You are viewing a plain text version of this content. The canonical link for it is here.

Posted to dev@pdfbox.apache.org by Manfred Pock <po...@gmail.com> on 2015/04/22 13:32:09 UTC

€ String encoding

Hi,

add PDFBox 2.0 (trunk) i have the Problem that the € sign is not correct 
encoded. I have take a look at PDFDocEncoding and maybe there is an bug 
at the method getBytes(String text):

public static byte[] getBytes(String text)
     {
         ByteArrayOutputStream out = new ByteArrayOutputStream();
         for (char c : text.toCharArray())
         {
             Integer code = UNI_TO_CODE.get(c);
             if (code == null)
             {
                 out.write(0);
             }
             else
             {
out.write(c);
             }
         }
         return out.toByteArray();
     }

This method look at the UNI_TO_CODE-Map for the required character, but 
it does not write the founded encoded Integer to the outputstream, it 
writes the character?

Is that correkt?

regarts, Manfred

Re: € String encoding

Posted by Maruan Sahyoun <sa...@fileaffairs.de>.

Hi,

> Am 22.04.2015 um 13:59 schrieb Maruan Sahyoun <sa...@fileaffairs.de>:
> 
> Hi,
> 
>> Am 22.04.2015 um 13:32 schrieb Manfred Pock <po...@gmail.com>:
>> 
>> Hi,
>> 
>> add PDFBox 2.0 (trunk) i have the Problem that the € sign is not correct encoded.

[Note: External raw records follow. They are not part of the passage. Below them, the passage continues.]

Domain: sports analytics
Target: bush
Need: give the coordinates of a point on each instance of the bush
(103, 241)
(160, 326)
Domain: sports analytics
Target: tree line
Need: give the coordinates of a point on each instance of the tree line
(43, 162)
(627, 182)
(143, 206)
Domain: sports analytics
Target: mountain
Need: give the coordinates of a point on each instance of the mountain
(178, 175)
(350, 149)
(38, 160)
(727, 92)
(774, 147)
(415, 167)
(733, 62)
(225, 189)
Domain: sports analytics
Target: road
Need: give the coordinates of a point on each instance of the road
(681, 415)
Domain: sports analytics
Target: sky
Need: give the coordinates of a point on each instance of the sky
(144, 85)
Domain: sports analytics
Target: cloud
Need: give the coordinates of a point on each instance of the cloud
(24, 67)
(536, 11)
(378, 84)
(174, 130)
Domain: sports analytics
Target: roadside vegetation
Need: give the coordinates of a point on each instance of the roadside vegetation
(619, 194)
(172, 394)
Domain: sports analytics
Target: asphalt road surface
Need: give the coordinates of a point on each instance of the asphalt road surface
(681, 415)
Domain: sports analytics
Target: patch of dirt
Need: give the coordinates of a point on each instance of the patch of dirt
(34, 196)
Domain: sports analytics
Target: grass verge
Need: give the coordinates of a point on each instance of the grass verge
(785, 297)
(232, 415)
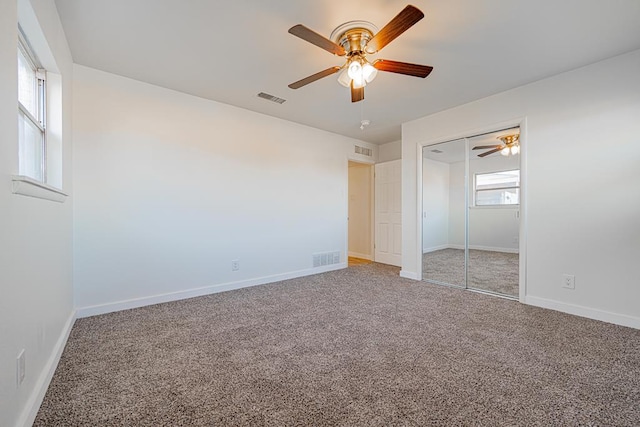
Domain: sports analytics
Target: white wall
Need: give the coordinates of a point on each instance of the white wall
(435, 208)
(390, 151)
(360, 210)
(171, 188)
(582, 200)
(36, 300)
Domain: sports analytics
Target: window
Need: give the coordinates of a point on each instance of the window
(31, 113)
(497, 188)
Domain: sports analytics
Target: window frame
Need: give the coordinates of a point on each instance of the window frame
(40, 122)
(499, 205)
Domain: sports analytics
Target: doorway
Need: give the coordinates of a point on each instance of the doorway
(471, 213)
(360, 214)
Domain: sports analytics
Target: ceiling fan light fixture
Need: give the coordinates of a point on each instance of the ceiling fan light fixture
(355, 69)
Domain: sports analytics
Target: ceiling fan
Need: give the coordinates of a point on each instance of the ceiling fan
(510, 145)
(355, 40)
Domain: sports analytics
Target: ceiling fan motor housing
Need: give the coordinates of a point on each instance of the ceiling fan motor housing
(353, 36)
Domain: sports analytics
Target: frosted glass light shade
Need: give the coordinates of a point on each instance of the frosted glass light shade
(355, 70)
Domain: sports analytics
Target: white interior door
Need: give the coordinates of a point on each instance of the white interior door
(388, 213)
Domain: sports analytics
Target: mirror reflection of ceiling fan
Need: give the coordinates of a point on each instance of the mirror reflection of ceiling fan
(355, 40)
(510, 146)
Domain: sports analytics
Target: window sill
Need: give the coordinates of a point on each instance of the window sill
(26, 186)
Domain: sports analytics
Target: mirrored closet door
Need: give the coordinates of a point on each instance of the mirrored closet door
(471, 213)
(443, 213)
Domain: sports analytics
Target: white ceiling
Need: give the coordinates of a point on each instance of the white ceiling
(229, 51)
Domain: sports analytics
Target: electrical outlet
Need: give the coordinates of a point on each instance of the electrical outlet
(568, 281)
(20, 368)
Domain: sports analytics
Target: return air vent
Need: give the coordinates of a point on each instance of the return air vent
(271, 98)
(364, 151)
(326, 258)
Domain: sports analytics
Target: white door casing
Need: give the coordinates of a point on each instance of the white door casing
(388, 213)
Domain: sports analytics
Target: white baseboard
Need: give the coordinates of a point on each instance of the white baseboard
(42, 384)
(591, 313)
(409, 274)
(476, 247)
(361, 256)
(95, 310)
(494, 249)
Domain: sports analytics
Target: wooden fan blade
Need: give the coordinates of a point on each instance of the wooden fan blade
(312, 78)
(357, 94)
(398, 25)
(484, 147)
(415, 70)
(314, 38)
(495, 150)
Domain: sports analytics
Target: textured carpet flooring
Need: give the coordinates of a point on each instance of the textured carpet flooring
(359, 346)
(488, 270)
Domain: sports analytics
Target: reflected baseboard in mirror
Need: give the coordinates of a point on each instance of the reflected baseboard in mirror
(489, 271)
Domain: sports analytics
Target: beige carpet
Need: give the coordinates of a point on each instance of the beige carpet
(488, 270)
(360, 346)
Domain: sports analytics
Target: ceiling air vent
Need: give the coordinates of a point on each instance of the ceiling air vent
(271, 98)
(364, 151)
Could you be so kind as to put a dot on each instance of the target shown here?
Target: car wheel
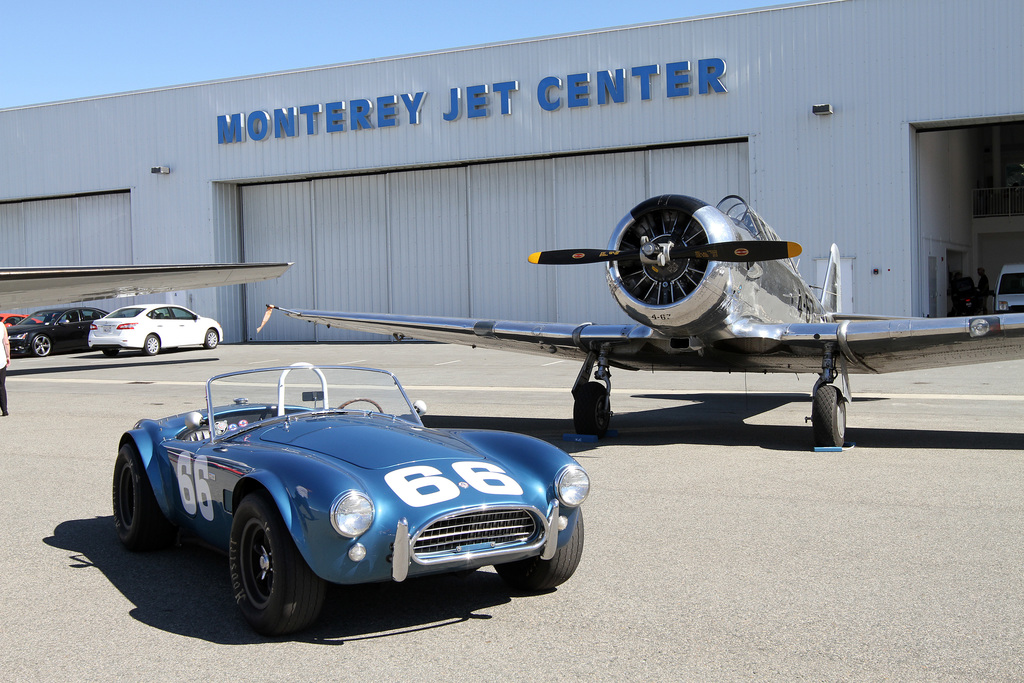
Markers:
(41, 346)
(537, 574)
(152, 345)
(273, 587)
(137, 518)
(592, 410)
(212, 339)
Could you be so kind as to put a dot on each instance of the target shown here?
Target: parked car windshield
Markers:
(238, 399)
(1012, 283)
(127, 311)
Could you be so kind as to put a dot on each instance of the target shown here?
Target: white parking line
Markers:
(681, 395)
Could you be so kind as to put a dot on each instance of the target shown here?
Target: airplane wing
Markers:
(870, 345)
(27, 288)
(540, 338)
(886, 345)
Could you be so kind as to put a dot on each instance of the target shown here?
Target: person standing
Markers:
(983, 290)
(5, 342)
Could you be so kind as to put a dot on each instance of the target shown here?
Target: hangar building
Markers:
(419, 184)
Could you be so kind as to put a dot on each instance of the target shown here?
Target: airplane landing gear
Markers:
(828, 408)
(828, 417)
(592, 406)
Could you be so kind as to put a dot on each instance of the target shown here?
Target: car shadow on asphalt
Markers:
(715, 419)
(186, 590)
(104, 364)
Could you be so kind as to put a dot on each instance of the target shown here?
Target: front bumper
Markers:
(475, 554)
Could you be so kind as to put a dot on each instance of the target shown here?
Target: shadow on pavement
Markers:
(107, 365)
(715, 419)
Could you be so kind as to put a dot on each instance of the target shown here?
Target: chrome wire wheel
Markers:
(41, 345)
(257, 563)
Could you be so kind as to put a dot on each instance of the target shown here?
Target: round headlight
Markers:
(572, 485)
(351, 514)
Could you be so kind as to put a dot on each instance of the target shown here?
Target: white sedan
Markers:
(153, 328)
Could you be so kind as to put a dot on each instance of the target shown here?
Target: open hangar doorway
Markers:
(970, 204)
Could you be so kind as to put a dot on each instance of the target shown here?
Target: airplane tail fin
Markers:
(832, 290)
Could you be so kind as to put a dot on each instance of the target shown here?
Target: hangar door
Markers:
(93, 229)
(455, 241)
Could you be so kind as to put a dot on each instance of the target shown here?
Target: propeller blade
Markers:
(743, 251)
(567, 256)
(747, 250)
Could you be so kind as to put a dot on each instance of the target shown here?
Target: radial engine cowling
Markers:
(683, 296)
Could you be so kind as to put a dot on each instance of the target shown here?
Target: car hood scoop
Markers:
(380, 444)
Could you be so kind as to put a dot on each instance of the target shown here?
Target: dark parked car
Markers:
(10, 318)
(56, 330)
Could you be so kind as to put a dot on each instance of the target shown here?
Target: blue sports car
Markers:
(306, 475)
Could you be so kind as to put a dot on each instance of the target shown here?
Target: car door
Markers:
(70, 332)
(162, 322)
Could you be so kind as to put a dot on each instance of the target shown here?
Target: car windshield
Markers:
(1012, 283)
(127, 311)
(239, 399)
(42, 316)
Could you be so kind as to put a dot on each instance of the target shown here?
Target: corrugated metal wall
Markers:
(68, 231)
(886, 67)
(454, 242)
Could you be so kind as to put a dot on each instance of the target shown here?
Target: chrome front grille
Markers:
(473, 531)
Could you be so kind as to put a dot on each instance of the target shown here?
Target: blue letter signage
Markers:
(480, 101)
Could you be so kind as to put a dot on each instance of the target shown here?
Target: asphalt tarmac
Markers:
(719, 546)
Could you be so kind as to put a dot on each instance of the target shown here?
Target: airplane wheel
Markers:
(828, 417)
(592, 410)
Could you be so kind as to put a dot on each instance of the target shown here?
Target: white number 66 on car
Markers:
(308, 475)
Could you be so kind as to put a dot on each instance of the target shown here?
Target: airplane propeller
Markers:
(743, 251)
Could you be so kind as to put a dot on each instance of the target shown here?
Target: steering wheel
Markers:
(356, 400)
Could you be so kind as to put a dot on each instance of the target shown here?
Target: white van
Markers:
(1010, 289)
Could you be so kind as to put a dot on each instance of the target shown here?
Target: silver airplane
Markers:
(28, 288)
(715, 289)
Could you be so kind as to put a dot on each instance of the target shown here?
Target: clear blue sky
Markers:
(56, 50)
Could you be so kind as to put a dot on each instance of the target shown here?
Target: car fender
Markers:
(543, 460)
(160, 475)
(305, 512)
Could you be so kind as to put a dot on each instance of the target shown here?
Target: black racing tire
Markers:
(537, 574)
(211, 339)
(152, 345)
(273, 587)
(139, 522)
(41, 346)
(592, 410)
(828, 417)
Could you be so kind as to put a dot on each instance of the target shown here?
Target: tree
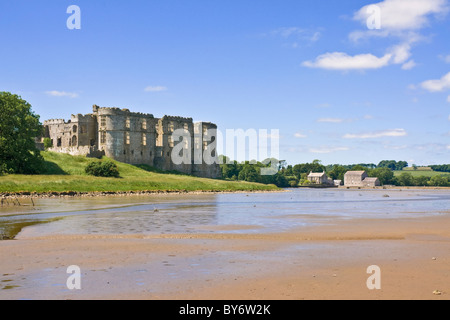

I have take a look at PDFDocEncoding and maybe there is an bug at the method getBytes(String text):
>> 
> 
> there is already an issue for that - https://issues.apache.org/jira/browse/PDFBOX-2771 <https://issues.apache.org/jira/browse/PDFBOX-2771> 
> 
> 
>> public static byte[] getBytes(String text)
>>   {
>>       ByteArrayOutputStream out = new ByteArrayOutputStream();
>>       for (char c : text.toCharArray())
>>       {
>>           Integer code = UNI_TO_CODE.get(c);
>>           if (code == null)
>>           {
>>               out.write(0);
>>           }
>>           else
>>           {
>> out.write(c);
>>           }
>>       }
>>       return out.toByteArray();
>>   }
>> 
>> This method look at the UNI_TO_CODE-Map for the required character, but it does not write the founded encoded Integer to the outputstream, it writes the character?
>> 
>> Is that correkt?

No it wasn't and I've fixed it accordingly.

>> 
>> regarts, Manfred
> 


---------------------------------------------------------------------
To unsubscribe, e-mail: dev-unsubscribe@pdfbox.apache.org
For additional commands, e-mail: dev-help@pdfbox.apache.org

Re: € String encoding

Posted by Maruan Sahyoun <sa...@fileaffairs.de>.

Hi,

> Am 22.04.2015 um 13:32 schrieb Manfred Pock <po...@gmail.com>:
> 
> Hi,
> 
> add PDFBox 2.0 (trunk) i have the Problem that the € sign is not correct encoded. I have take a look at PDFDocEncoding and maybe there is an bug at the method getBytes(String text):
> 

there is already an issue for that - https://issues.apache.org/jira/browse/PDFBOX-2771 <https://issues.apache.org/jira/browse/PDFBOX-2771> 


> public static byte[] getBytes(String text)
>    {
>        ByteArrayOutputStream out = new ByteArrayOutputStream();
>        for (char c : text.toCharArray())
>        {
>            Integer code = UNI_TO_CODE.get(c);
>            if (code == null)
>            {
>                out.write(0);
>            }
>            else
>            {
> out.write(c);
>            }
>        }
>        return out.toByteArray();
>    }
> 
> This method look at the UNI_TO_CODE-Map for the required character, but it does not write the founded encoded Integer to the outputstream, it writes the character?
> 
> Is that correkt?
> 
> regarts, Manfred